Pero de eso no había nada. Las pruebas de inte­ligencia efectuadas daban resultados francamente desastrosos. Bien podía afirmarse que cualquier pe­rro casero de la Tierra poseía mayor capacidad in­telectual que un gorguniano. ¿Era admisible, entonces, que una raza inteligente hubiese caído tan bajo?

Desde el exterior llegó el monótono redoble de tambores.
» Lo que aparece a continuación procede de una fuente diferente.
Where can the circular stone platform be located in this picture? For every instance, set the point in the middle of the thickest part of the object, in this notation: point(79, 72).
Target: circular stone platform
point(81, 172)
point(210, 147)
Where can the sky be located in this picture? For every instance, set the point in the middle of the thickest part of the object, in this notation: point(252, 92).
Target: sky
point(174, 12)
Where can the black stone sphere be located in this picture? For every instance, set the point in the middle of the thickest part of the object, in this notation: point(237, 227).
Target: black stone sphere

Era lo único que aquellos seres sabían hacer. Probablemente, un tambor era para un gor­guniano lo que una pelota para un perro.

Rusk estaba a punto de dormirse cuando per­cibió el ronquido de un motor que se acercaba. Cesó el ruido, pero le siguió un alboroto de voces.

—¡Señor! —gritó un mestizo, muy excitado—. ¡Señor!

Luego sonó la voz de Cindy Lauder, y por fin ha­bló Grofft.

Rusk sólo oyó una palabra con toda claridad: ¡dragón liquinoso!

Inmediatamente salió de su tienda.

—¿Qué sucede?

Cindy se agarraba asustada a Grofft, que ya tenía la escopeta dispuesta. Los mestizos, abandonando la cabeza del gonzal, acudían también. El mestizo que había acompañado a Cindy parecía totalmente tras­tornado.

—¿Dónde está Dallas? —preguntó Rusk.

—No quiso venir —gimoteó el mestizo—. Le supliqué que volviera, porque allí corría un peligro terrible, pero...

—Fue espantoso —jadeó Cindy—. La bestia es­taba apenas a veinte metros de nosotros. Yo creí morir de miedo... Debemos hacer algo... ¡En se­guida!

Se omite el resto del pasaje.